Здесь нет руин, Тесеев и Персеев, здесь местное южное население, плохо сочетающееся с представлениями об античности, но все равно: сейчас я — частичка Греции. Мы как бы вне всего. Просыпаюсь я безо всякого будильника, прекрасно выспавшимся, как раз чтобы неспешно свершить утренний туалет и выйти к завтраку. Это дома нужен будильник, чтобы каждое утро с усилием продирать глаза. После завтрака я возвращаюсь к себе в номер, беру свою соломенную шляпу; сбегаю единым духом по свежевымытой лестнице, от которой веет влажной прохладой, двери отеля бесшумно расступаются передо мной, и вот я на вольном воздухе. Стоя на ступенях, я как будто еще раз просыпаюсь (балкон не в счет, с него все кажется каким-то чуть-чуть игрушечным). И я следую, как это у меня уже заведено, по своему обычному маршруту, чувствуя себя немножко Кантом, который, говорят, в этом вопросе был весьма консервативен; по его прогулкам горожане даже проверяли часы. Такой точностью я похвастаться не могу, но ведь я же далеко не Кант. Звенят цикады. И я иду. Перебегаю, шустро семеня, дорогу и через ограду вижу слегка волнующуюся синеву моря и сам становлюсь чуточку взволнованным. Я знаю, море прохладное, несмотря на длительную предшествующую жару. Волны, ласковые издалека, но вполне ощутимо шлепающие тебя по ноге, по спине. Надо купить банку пепси-колы, так у меня заведено. Гречанка-продавщица настолько прекрасна, что глаза каждый раз отказываются поверить в увиденное, хотя видели они ее всего лишь вчера. Я чувствую в животе холод и пустоту, когда первый раз за день вижу ее. Пока даю ей деньги, беру банку и сдачу, я чувствую, что я где-то не здесь, на каком-то небе. Не иначе на седьмом. И почему-то так обидно думать, что она забудет меня.
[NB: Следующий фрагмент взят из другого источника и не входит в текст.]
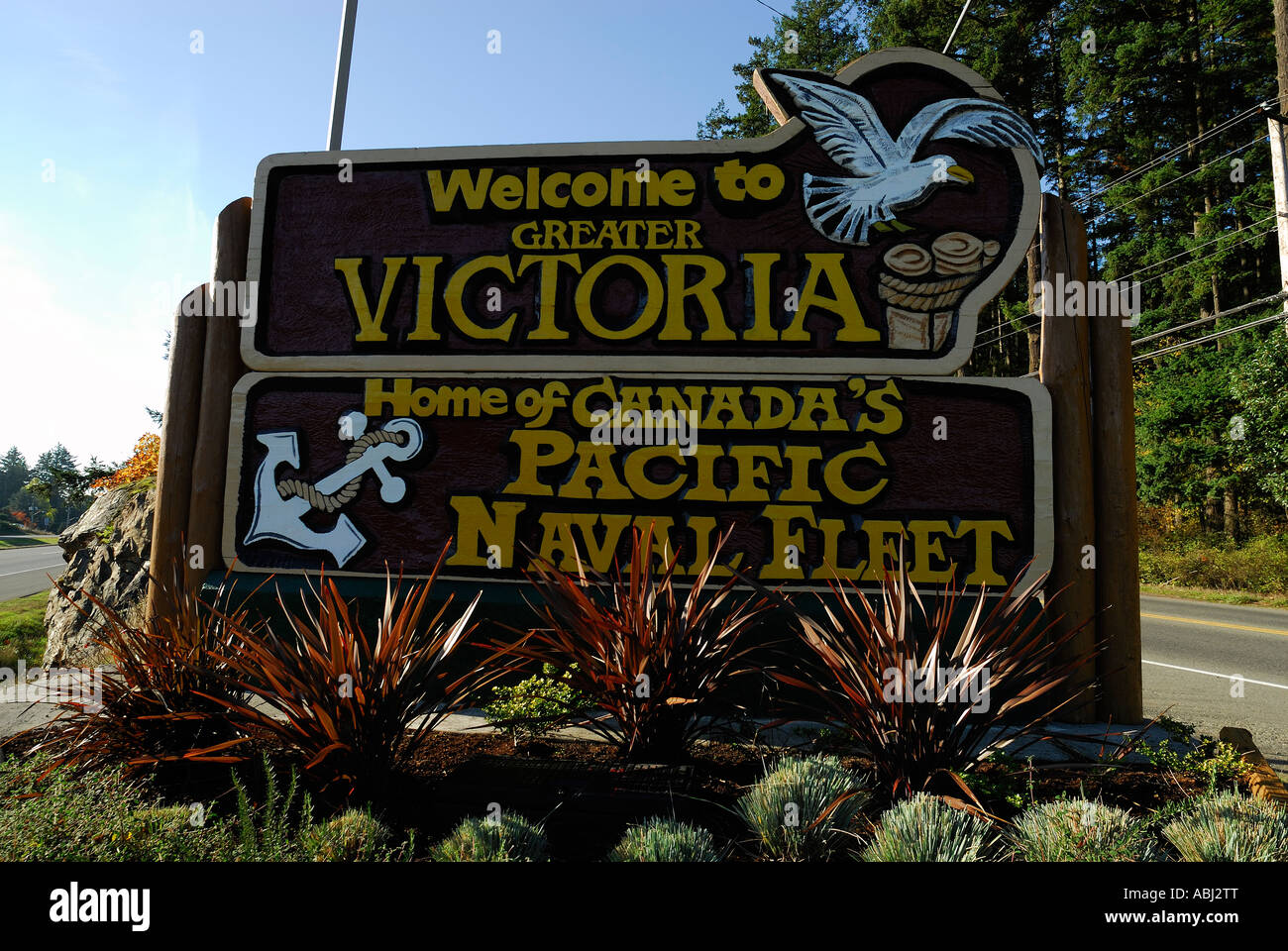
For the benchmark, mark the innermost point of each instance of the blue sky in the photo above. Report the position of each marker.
(121, 145)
Наконец, кончается полоса пляжа, кончаются прибрежные ресторанчики. И мой путь заканчивается скалистым обрывом. Я спускаюсь к воде. Ничего вокруг меня, только камень да вода. (Небо над головой.) Ну, разве еще какой-нибудь любитель уединения расположился где-нибудь вдалеке. Я остаюсь в плавках, достаю полотенце и ложусь на него.

О чем я думаю, лежа под обрывом у моря?

Да так. О многом. Обо всем.

Время затишья. Море плещется каким-то домашним, комнатным плеском.
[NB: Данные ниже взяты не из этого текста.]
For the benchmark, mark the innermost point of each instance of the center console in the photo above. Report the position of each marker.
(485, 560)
Я вспоминаю, что я есть. Бывает, знаете, вода нальется в уши после купанья, и ходишь, недослыша. Я так и живу — с водой в ушах. И только сейчас вода вылилась из ушей. Помните ощущение тепленькой водички, вдруг образовавшейся в ухе? слышимость резко обогащается множеством ранее не слышимых звуков, звуковых оттенков. Да, я все-таки действительно существую. Да, теперь я вижу, что я существую.

Закрываю глаза и чувствую, как я парю, парю. И нету мне ни дна, ни покрышки.

Зеленые кольца перед закрытыми глазами.

Жаль, что нет чаек. Я, как это положено, долго-долго провожал бы их в небе глазами.

Море иногда чуть добрызгивает до меня.

Вся жизнь проходит передо мной бесконечными титрами.

Кто я? Я старик, вышедший из темного и промозглого дома на завалинку, на солнышко. Я обломок. Хорошо старику, обломку кораблекрушения, греть свои старые, почти не прогреваемые, как океаническая глубь, кости. Там тьма и холод.

Я старый простреленный солдат с деревянной ногой. Как будто я не покидал окопов Сталинграда лет двадцать, с тех пор, как у меня начал ломаться голос. Я воевал больше чем полжизни.

И теперь ветеран лежит и перебирает в памяти все, что там всплывает.

Дожил ли он до Дня Победы? Не знаю. Война-то хоть закончилась? Будем надеяться…

Я понял, что моей жизни пришел конец, и мне ничего не остается, как просто доживать ее. А в чем разница между «жить» и «доживать»? Жить — это когда не знаешь, что будет дальше. А доживать — это когда все наперед знаешь. Я знаю все наперед. Потом меня закопают. Жирная точка. Жирная, как тот чернозем.

Я умру, а кислые зеленые яблоки так и будут покачиваться на ветке, прячась в яблоневых листьях. И осеннее солнце будет играть на них.

Все дальше относит меня от моего детства. От моих лопухов, от моих одуванчиков.

И все-таки я надеюсь, что в жизни смерть — не главное.

«В этот ранний час на озере, в лодке, возле отца, сидевшего на веслах, Ник был совершенно уверен, что никогда не умрет».

Привет моему отцу. И поколению моего отца.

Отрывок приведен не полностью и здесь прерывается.